Here's a controversial thought: improving the efficiency of chargeable work is a waste of time. 🙂.
Consider this thread:
Your customers pay you by the hour, not by the deliverable.
Working more efficiently means that the job gets done faster.
Working faster means a lower percentage of chargeable time, because travel between jobs takes the same duration.
A lower percentage of chargeable time means a higher standard cost
Overall profitability may actually decrease

Of course, this is a narrow view. Customers' pet hate when it comes to time-and-materials work is a supplier who takes longer than necessary. There are also ethical considerations, customer service expectations, and competitive pressures.
Still, there's a key commercial question: how can on-site productivity be improved without sacrificing profitability?

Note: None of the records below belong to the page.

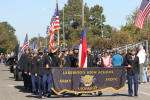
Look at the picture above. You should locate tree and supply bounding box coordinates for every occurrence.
[121,7,140,42]
[55,0,112,47]
[111,31,133,48]
[0,22,18,54]
[90,5,105,36]
[91,38,111,52]
[136,32,150,53]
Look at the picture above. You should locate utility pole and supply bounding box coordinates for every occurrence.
[56,0,59,46]
[82,0,84,30]
[38,33,40,47]
[63,2,65,48]
[146,16,148,34]
[101,14,103,38]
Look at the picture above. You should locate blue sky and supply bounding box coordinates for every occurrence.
[0,0,142,45]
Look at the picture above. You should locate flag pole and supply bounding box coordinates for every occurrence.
[59,29,62,68]
[82,0,84,30]
[56,0,60,46]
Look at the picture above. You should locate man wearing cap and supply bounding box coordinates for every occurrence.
[29,51,36,94]
[137,45,145,84]
[125,48,131,58]
[63,49,71,67]
[87,45,93,67]
[125,49,139,97]
[70,46,79,67]
[111,50,123,67]
[34,48,48,99]
[19,47,30,89]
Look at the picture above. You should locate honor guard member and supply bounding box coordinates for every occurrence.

Here are some suggestions:
Fixed-price quotes. If you're more productive than your competitors, you have an edge. Fixed quotes should carry higher average margins due to the risk transfer from the customer to you if the effort exceeds the estimates. You can share your productivity gains with the customer by offering a competitive price while earning more profit.
Well-designed call-out charges. This is an upfront premium to cover the cost of booking a technician and their travel time and is correspondingly higher than the standard hourly rate. Improving on-site efficiency means more work is covered by the premium call-out rate instead of regular hourly billing.
Premium service. The biggest concern for customers is slow work. If you're genuinely more efficient, you can justify a higher hourly rate while still delivering value.
Higher percentage of chargeable time. Certain things in life go together. For example, pineapple and pizza, and beer and BBQs. The same is true for high productivity and high quality. As well as low customer satisfaction, poor quality means high rework and is often non-chargeable. Increasing productivity through better quality increases the proportion of chargeable time, leading to lower costs and higher profits.

So beyond the ethics and customer satisfaction arguments, there are clear commercial incentives to improve productivity, even in chargeable operations.
As with any business investment, the key is being strategic about productivity enhancements to ensure you reap the commercial rewards.